Ibuku akan tampak seperti gadis 20 tahun selamanya dan takkan seorang pun menduga umurnya sudah memasuki abad pertama. Ayahku memilih tampilannya di usia 28 karena pada usia itulah dia merasa paling tampan meski aslinya dia telah hidup selama 150 tahun lebih.

Aku? Aku anomali. Cacat genetika. Di saat bersamaan, aku disebut anugerah. Orang-orang memperlakukanku bak barang pecah belah. Beberapa yang cukup kurang ajar menyebutku primata langka yang butuh dilestarikan. Apa pun itu, semuanya sangat berlebihan.

Clarissa, jangan ke dapur. Banyak barang berbahaya.

Clarissa, jangan ke toilet sendirian. Nanti kau tenggelam.

Clarissa, jangan keluar rumah. Nanti kau mati seketika.

Clarissa, jangan makan pizza. Ujungnya tajam dan bisa melukai tenggorokanmu.

Clarissa, jangan minum tanpa sedotan. Bisa-bisa airnya masuk ke hidungmu dan membanjiri paru-parumu.

Clarisa, jangan jangan jangan jangan.

Menyebalkan.

Aku sudah pernah ke dapur dan aku tidak setolol itu untuk mengiris-iris badanku pakai pemarut keju sambil bersorak, "Hore! Hore!"

Aku sering mandi sendiri dan aku sudah memastikan bahwa aku masih hidup meski menahan napas dalam air selama beberapa menit.

Aku juga sudah pernah menyelinap keluar—meski ayahku langsung menangkapku lagi bersama selusin personel Garda Keamanan Nasional. Aku berjalan sampai keluar perumahan ke jalan raya, dan aku tidak mati seketika, tuh.

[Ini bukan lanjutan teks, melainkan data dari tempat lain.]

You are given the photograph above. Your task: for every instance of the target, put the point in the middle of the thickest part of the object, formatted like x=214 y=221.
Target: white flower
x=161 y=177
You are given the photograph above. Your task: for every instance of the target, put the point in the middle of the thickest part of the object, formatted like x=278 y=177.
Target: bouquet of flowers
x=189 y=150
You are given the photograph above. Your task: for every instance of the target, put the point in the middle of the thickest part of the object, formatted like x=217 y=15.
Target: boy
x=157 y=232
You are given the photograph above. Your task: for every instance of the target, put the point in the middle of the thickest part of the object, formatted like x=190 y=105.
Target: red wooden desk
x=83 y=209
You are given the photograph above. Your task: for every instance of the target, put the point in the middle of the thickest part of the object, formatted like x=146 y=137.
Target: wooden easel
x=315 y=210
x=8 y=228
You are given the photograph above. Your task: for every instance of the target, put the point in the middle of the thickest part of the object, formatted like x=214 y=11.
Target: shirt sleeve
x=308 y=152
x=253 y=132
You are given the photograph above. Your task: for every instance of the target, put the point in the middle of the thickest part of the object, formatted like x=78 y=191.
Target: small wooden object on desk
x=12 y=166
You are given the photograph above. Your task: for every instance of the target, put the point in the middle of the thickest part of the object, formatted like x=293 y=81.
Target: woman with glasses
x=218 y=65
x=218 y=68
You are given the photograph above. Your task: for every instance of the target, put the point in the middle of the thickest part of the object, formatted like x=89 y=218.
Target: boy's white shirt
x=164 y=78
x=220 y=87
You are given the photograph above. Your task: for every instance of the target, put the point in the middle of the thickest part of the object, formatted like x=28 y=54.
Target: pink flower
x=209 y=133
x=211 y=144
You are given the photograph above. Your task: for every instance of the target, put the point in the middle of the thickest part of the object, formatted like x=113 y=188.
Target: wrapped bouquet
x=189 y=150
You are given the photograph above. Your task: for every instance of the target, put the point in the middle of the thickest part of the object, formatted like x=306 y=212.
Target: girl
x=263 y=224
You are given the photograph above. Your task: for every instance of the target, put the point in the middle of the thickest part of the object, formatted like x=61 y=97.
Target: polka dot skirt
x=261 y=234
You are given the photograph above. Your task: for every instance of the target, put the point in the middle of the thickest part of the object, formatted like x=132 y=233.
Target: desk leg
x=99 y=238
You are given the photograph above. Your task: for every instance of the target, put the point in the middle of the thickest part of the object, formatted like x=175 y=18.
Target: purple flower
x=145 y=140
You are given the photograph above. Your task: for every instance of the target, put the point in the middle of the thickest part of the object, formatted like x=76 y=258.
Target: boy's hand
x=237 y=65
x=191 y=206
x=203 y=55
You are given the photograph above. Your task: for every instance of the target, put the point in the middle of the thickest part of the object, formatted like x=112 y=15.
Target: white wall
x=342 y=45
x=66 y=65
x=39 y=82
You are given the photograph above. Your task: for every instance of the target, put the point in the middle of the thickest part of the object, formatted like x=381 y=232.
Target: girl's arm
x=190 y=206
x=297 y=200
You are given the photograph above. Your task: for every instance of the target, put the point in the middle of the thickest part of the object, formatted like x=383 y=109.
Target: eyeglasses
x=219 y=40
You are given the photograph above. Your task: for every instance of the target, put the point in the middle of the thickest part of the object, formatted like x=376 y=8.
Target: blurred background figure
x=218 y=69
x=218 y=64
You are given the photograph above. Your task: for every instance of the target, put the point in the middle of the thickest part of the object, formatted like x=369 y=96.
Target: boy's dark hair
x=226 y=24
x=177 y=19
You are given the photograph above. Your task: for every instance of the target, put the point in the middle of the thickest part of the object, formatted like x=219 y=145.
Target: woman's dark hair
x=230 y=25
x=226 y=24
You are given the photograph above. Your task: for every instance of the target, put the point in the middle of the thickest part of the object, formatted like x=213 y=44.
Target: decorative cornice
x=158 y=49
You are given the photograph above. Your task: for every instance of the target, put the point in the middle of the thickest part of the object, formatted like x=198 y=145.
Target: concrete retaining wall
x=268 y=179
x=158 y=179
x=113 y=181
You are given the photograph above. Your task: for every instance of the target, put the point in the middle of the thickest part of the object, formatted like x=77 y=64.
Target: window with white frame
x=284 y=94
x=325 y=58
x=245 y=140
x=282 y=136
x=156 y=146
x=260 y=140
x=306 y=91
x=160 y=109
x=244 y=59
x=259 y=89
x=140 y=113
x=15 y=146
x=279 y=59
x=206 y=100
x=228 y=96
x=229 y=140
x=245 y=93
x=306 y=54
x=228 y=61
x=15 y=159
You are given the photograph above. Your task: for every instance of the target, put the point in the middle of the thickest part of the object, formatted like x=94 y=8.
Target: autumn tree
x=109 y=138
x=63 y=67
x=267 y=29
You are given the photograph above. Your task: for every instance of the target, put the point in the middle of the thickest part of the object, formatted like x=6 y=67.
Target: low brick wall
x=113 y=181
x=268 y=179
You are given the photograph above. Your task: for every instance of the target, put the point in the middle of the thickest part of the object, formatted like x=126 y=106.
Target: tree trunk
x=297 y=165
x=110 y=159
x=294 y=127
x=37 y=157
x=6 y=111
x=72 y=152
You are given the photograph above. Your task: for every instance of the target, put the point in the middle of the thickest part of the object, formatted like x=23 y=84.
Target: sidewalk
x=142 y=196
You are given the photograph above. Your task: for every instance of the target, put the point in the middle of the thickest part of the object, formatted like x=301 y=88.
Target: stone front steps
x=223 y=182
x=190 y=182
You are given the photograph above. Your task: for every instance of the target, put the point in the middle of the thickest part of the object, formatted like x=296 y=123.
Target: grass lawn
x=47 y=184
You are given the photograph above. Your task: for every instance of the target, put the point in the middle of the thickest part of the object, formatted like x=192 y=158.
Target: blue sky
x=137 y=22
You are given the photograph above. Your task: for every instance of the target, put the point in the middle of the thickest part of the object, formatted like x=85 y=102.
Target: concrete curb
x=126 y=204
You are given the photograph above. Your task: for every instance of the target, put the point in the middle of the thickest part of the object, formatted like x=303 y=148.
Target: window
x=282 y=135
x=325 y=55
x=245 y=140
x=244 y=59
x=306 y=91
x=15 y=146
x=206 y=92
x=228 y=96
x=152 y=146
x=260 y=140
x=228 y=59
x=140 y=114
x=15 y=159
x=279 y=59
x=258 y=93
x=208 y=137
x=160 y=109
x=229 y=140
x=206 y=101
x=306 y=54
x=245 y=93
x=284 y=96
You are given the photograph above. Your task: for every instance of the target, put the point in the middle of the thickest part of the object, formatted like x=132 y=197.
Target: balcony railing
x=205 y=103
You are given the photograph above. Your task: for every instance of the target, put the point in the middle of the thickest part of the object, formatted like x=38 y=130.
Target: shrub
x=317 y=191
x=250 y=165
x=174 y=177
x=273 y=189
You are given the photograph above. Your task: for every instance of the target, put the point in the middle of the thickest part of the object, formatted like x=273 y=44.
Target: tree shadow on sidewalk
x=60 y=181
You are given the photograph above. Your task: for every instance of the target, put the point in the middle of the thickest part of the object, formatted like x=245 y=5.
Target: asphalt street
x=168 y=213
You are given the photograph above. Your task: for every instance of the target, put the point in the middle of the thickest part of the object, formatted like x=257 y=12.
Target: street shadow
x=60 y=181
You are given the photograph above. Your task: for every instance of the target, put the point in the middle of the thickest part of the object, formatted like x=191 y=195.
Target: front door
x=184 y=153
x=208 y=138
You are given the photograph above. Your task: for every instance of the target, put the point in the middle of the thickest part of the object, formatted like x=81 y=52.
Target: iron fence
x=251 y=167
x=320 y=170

Dan mereka tidak bisa membodohiku lagi. Pizza sama sekali tidak menusuk tembus tenggorokanku meski aku memasukkan ujung segitiganya ke mulut. Jadi, antara mereka itu bodoh atau paranoid atau mereka hanya ingin mengurungku sebagai primata langka.

"Ibu," kataku sebelum dia keluar dari kamar. Kunaikkan selimut sampai menutupi mulut. "Kapan aku boleh keluar rumah?"

Ibuku menghindari mataku. Tangannya berhenti di tombol sakelar lampu.

"Aku membaca buku dan menonton film dan melihat dunia luar dari semua media yang kalian berikan. Normalnya, anak sepertiku sekarang sudah harus mendaftar perguruan tinggi." Kumiringkan tubuhku menghadapnya. "Orang-orang boleh berdatangan kemari untuk meliput keseharianku, untuk kepentingan studi, atau untuk sekadar menontonku dari dekat untuk acara sekolah mereka. Tapi, kapan aku boleh ke luar sana?"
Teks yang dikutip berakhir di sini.